The observation that the percentage of adolescent mothers was higher in the case group compared to the control groups appears to corroborate the greater risk experienced by these children as a result of their mother’s immaturity and her unpreparedness to care for them [3]. Based on our understanding, the significance of this variable was weakened in the multivariate analysis because the intertwining relationships between socioeconomic factors and health are complex.

Exposure to cigarette smoking was an important preventable risk factor for admission to the hospital due to pneumonia in children under 5 years of age [48]. Other reports have emphasized the relevance of this association [49, 50]. In the present study, statistically significant differences were found between the groups in the bivariate analysis, both with respect to smoking in the home and maternal smoking; however, these differences were no longer present in the multivariate analysis. This finding is in agreement with the results of previous studies, which showed an inconsistent association [10]. Indoor air pollution was not assessed because in northeastern Brazil even low-income families do not use wood or coal for cooking, but butane GLP in their homes.

Of all the sociodemographic factors evaluated in the multivariate analysis, only household crowding was found to increase the likelihood of CAP. Therefore, this variable appears to summarize the combined effect of low income, poor maternal schooling and having been born to an adolescent mother, which may lead to different interpretations in epidemiological studies.

Brazil is a country of continental dimensions presenting socioeconomic and cultural differences between populations from different regions. We still have a significant economic inequality situation, so that in the same state, live children whose socioeconomic status is compatible with the family of highly developed regions and children in poverty. Ours results could be extrapolated to a group of children younger than five with the same socioeconomic status especially those in Northeast Brazil.

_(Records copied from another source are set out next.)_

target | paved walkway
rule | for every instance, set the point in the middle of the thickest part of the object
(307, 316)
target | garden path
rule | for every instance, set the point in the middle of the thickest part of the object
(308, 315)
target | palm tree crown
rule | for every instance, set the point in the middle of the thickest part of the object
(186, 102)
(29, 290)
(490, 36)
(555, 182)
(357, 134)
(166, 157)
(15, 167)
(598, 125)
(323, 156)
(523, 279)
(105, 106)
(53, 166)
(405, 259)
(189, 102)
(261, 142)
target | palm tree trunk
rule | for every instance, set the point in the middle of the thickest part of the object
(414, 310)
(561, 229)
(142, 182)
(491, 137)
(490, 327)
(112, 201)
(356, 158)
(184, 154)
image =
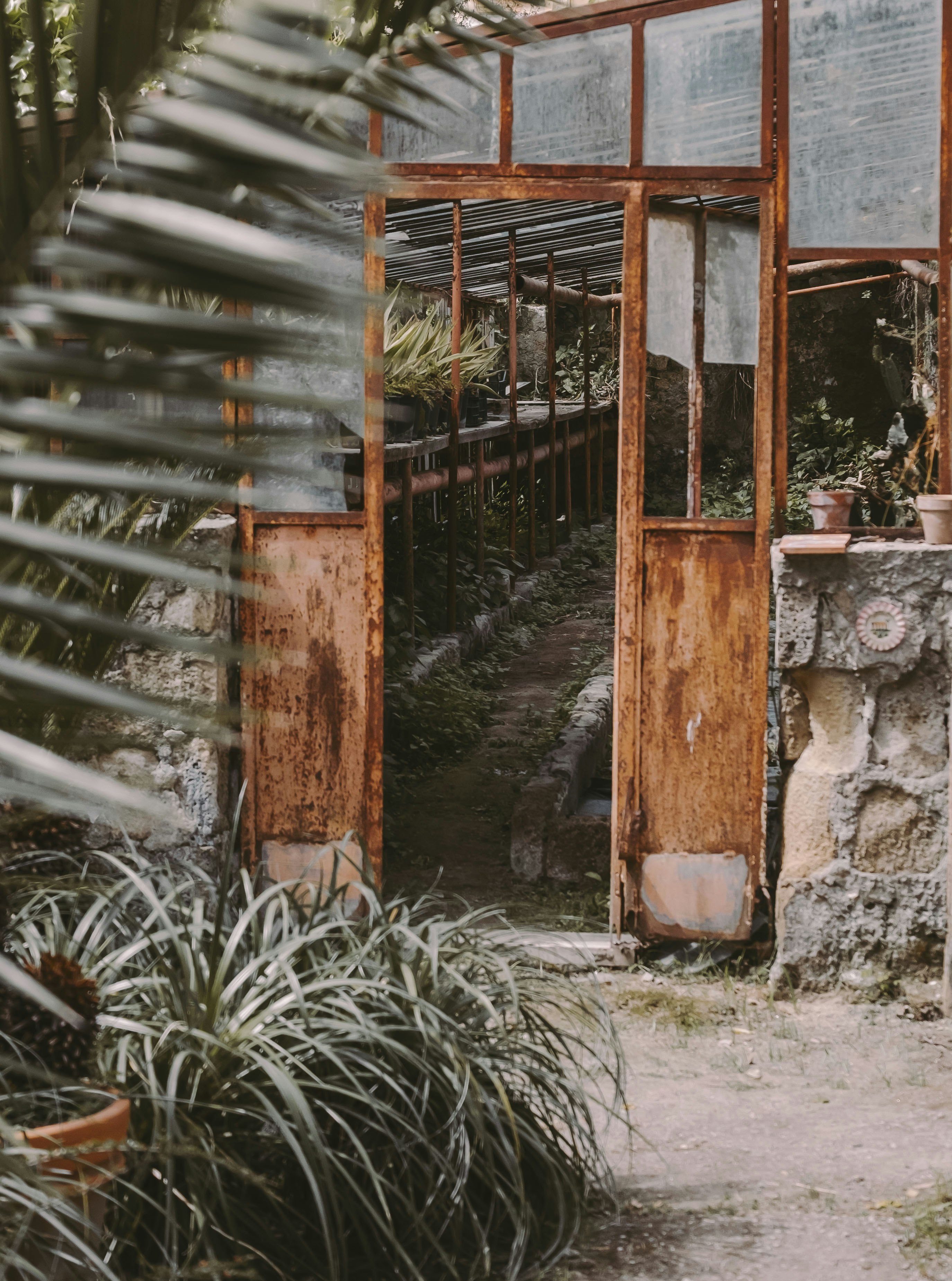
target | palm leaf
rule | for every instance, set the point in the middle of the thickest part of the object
(186, 195)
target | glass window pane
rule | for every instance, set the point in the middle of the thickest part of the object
(732, 291)
(471, 136)
(572, 99)
(703, 86)
(865, 123)
(672, 287)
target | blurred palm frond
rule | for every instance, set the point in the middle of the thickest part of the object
(198, 170)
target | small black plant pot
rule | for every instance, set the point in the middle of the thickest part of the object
(473, 408)
(496, 382)
(400, 414)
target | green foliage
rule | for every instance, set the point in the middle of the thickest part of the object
(604, 371)
(321, 1094)
(824, 454)
(62, 42)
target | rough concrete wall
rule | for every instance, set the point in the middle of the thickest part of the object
(865, 813)
(190, 772)
(531, 344)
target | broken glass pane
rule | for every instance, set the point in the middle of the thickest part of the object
(865, 79)
(470, 136)
(672, 286)
(703, 86)
(572, 99)
(732, 291)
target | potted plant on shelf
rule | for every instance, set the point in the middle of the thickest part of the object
(477, 361)
(416, 374)
(831, 509)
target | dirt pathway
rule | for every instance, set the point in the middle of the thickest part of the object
(455, 827)
(777, 1142)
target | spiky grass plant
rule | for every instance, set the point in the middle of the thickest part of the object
(321, 1094)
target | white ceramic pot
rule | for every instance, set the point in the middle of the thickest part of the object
(936, 510)
(831, 508)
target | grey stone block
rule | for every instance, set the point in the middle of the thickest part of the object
(865, 815)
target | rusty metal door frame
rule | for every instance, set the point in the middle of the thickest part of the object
(633, 527)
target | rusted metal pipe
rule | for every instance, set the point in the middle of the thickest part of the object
(828, 264)
(844, 285)
(513, 398)
(587, 396)
(454, 414)
(536, 289)
(481, 506)
(919, 271)
(550, 367)
(430, 482)
(407, 495)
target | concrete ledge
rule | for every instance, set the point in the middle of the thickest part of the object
(572, 951)
(548, 837)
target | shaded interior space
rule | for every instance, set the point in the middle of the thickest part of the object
(863, 387)
(514, 572)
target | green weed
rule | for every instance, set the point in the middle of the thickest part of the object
(929, 1231)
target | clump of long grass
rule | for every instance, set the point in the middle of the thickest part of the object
(326, 1093)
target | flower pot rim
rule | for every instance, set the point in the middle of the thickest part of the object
(111, 1125)
(108, 1123)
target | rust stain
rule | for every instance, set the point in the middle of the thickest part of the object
(312, 738)
(701, 754)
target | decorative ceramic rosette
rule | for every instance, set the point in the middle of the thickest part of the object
(881, 625)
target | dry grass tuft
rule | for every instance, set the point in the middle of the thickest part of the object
(929, 1231)
(669, 1008)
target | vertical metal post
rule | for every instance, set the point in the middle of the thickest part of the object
(550, 363)
(407, 501)
(481, 506)
(696, 387)
(600, 478)
(454, 414)
(375, 282)
(513, 407)
(615, 318)
(587, 396)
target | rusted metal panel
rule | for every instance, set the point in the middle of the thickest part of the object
(513, 399)
(701, 757)
(550, 380)
(945, 285)
(329, 865)
(628, 570)
(454, 416)
(312, 699)
(371, 747)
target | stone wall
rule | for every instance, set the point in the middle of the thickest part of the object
(189, 770)
(865, 732)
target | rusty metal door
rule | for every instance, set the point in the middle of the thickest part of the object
(692, 619)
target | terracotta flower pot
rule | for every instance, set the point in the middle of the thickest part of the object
(82, 1176)
(936, 510)
(831, 508)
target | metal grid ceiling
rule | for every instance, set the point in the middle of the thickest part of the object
(580, 232)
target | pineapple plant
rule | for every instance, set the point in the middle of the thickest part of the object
(63, 1050)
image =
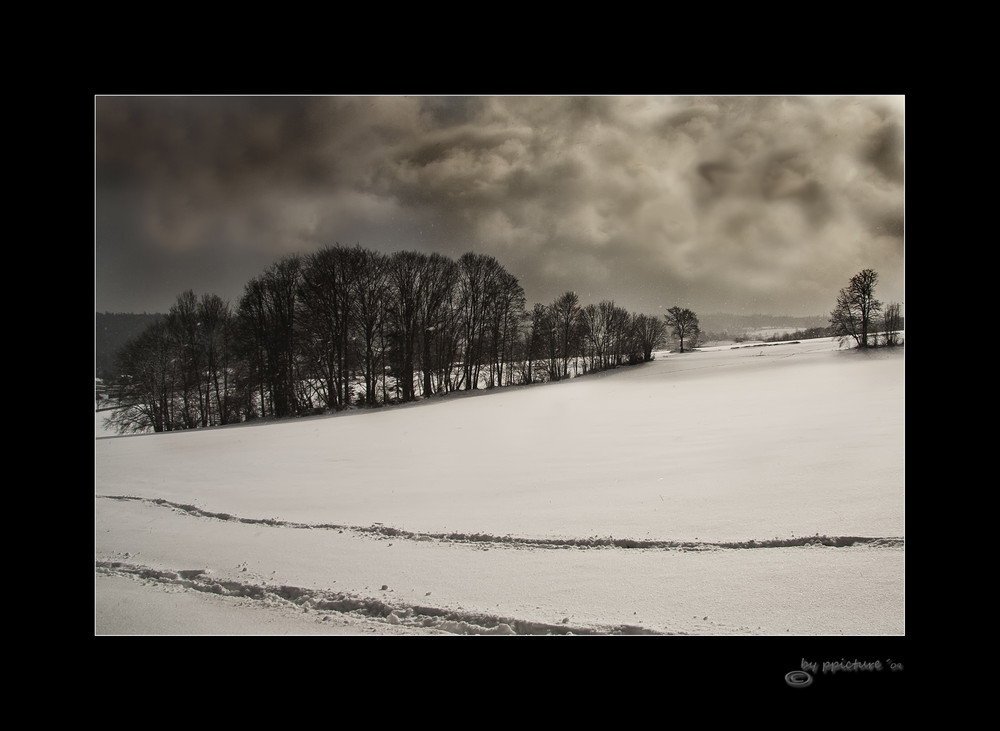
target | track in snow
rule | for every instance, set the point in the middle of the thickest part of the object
(480, 538)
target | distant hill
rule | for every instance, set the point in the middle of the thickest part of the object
(112, 331)
(740, 324)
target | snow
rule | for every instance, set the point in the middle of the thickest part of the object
(691, 495)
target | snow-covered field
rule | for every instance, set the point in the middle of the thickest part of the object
(729, 491)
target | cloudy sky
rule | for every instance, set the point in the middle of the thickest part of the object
(735, 204)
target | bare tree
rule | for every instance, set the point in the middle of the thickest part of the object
(892, 323)
(565, 314)
(649, 333)
(267, 310)
(857, 309)
(683, 323)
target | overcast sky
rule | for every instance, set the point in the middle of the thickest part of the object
(736, 204)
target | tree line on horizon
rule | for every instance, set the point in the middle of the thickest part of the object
(350, 327)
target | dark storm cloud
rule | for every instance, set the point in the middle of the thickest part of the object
(762, 204)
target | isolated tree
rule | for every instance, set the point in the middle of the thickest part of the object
(857, 309)
(683, 323)
(892, 323)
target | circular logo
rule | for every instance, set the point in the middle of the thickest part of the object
(798, 679)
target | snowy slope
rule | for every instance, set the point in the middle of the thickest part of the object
(672, 497)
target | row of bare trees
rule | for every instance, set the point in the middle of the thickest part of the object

Case-control studies in general may be subject to recall, selection and registration biases, and to minimize these biases, we employed the incident cases strategy. To render the study feasible, the control group was selected from the community served by the hospital. The selection of controls focused on children who were “healthier”, i.e., patients without a previous history of pneumonia who had been admitted as outpatient basis for elective surgery. As in the selection of cases, the presence of any comorbidity that could contribute to CAP constituted an exclusion criterion, there by reducing the possibility of selection bias related to any primary disease.


In conclusion, when the present results are compared with the findings of previous studies, it is clear that the risk factors for severe pneumonia have changed. The classical risk factors as undernutrition and mother’s education were not associated with CAP in our study population. Most likely, this fact is not only associated with the expansion of the vaccine program but also with the social improvements that have occurred in the country in recent years. However, these changes remain insufficient to overcome social inequalities, as shown by the findings related to household crowding. The possible protection offered by the influenza vaccine, as shown in this study, must be evaluated in etiological studies to assess the true role of this virus in the incidence of pneumonia in Brazil. Although the vaccine is offered only during the largest circulation period of the virus (autumn), the influenza virus circulates almost continuously throughout the year. Further studies on a wide range of possible risk factors that have not yet been evaluated in the community are required to clarify this question.